School Architecture for New Pedagogical Requirements

Architecture and Learning

In general

Designing and planning for an International School always means designing and planning a full-time school – in contrast to the half-day schools, still most common in most parts of Germany.

This implies arrangements for afternoon activities, including school catering, spaces for leisure and recreational use – both in- and outdoor – have a high priority. Creative activities in visual and performing arts departments have to be offered, and play a central role in a full-time school day just as physical education and sports do.


The changes we are facing in our increasingly fast-moving times necessitate life-long learning more than ever before. Full-time schools which allow students to discover their enthusiasm for learning are one of the answers.

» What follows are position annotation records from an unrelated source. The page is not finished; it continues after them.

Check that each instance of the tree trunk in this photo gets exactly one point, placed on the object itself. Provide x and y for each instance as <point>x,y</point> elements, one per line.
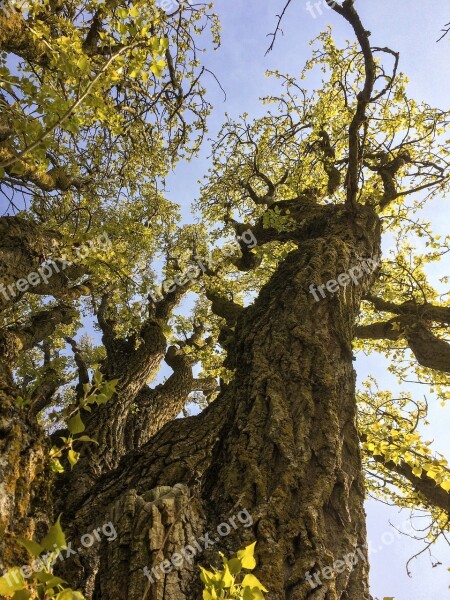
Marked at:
<point>25,483</point>
<point>280,441</point>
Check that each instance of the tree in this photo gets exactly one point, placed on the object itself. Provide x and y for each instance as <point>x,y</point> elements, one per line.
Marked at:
<point>306,193</point>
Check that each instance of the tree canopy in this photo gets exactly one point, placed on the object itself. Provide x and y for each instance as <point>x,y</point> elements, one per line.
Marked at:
<point>99,102</point>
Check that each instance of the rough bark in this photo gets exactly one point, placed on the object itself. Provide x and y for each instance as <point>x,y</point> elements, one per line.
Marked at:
<point>280,441</point>
<point>25,483</point>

A lot has been published on the design of full-time schools in recent years. In our view, the most essential principles are as follows:

Architecture influences our lives. The spaces in which we learn influence reflect on our behavior. The organization, structure and construction of a built environment have consequences for our perception and way of logical and methodical thinking.

All indoor spaces, from the classroom to the recreational areas, as well as the outdoor environment should make the students feel at home, to create a relaxed and comfortable learning and teaching atmosphere. Natural lighting, natural ventilation, good acoustics and good indoor climate play a key role in providing pleasant learning conditions.

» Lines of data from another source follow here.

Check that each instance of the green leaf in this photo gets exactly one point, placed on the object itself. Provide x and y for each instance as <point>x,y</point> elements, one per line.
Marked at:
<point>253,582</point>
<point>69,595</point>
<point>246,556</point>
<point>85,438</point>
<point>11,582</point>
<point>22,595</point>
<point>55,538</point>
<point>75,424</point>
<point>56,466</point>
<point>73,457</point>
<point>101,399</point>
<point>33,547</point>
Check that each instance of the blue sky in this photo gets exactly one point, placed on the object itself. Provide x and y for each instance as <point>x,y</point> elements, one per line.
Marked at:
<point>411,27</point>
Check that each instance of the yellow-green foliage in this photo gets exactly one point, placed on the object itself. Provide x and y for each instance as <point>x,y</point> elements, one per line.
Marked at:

It is also of great importance to provide different views and viewing angles. Views into nature and the environment, just as different viewing distances in a well-lit interior with different levels of privacy.

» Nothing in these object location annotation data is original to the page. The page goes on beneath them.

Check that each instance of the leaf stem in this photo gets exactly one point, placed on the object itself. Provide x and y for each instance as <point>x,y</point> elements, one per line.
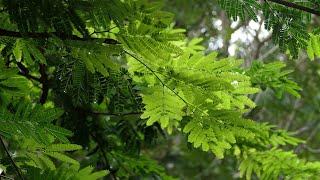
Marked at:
<point>11,159</point>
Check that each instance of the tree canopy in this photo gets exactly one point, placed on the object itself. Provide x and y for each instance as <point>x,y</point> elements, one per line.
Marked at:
<point>90,88</point>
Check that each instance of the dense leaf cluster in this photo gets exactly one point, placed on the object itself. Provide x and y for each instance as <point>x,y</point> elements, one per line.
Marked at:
<point>116,74</point>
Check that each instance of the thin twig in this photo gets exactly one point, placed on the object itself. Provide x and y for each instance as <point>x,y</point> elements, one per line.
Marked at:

To provide a decent interior the choice of materials plays an important role. In our view simplicity is key. The use of basic materials like wood, steel, glass and brickwork leave space for the students‘ own creativity.

Furthermore, a school building has to be flexible enough to accommodate the latest findings from science and education. Nobody can foresee the state-of-the-art of education in twenty years, but the structure of the built environment has to allow for a flexible configuration of space.

Outdoor spaces have to be designed in harmony with the surroundings, the landscape and nature. Protected spaces allow the student to have relaxation phases in their – at times – stressful everyday school life.

Examples for school room windows with views into landscape. Maximum height to get as much daylight as possible.

images 1, 2: Library as workspace for afternoon activities – images 3, 4: central assembly room surrounded by classrooms

images 1, 6: lighted corridors and walls for exhibition – images 2-5: Performing and Visual Arts – examples for reducing corridor space in favor of main usable space

A curved shaped school building creates an interesting experience of spaces – Not yet defined faculty spaces prepared for small learning units with main stairs and adjacent areas

But keep in mind …

As mentioned before, nowadays there’s a tendency to transform conventional corridors into larger multipurpose areas. It is important to note necessary escape routes and fire protection must never be ignored, as the safety of students and teachers has the highest priority.

The creation of more collaborative work- and learning spaces should not be at the expense of quiet, noise-free areas, providing the students the possibility to have some privacy.

Not the most genius room layout or the most extravagant interior design can replace the educator – but architecture can give them a hand to facilitate their already challenging task and thereby provide a better education to the students.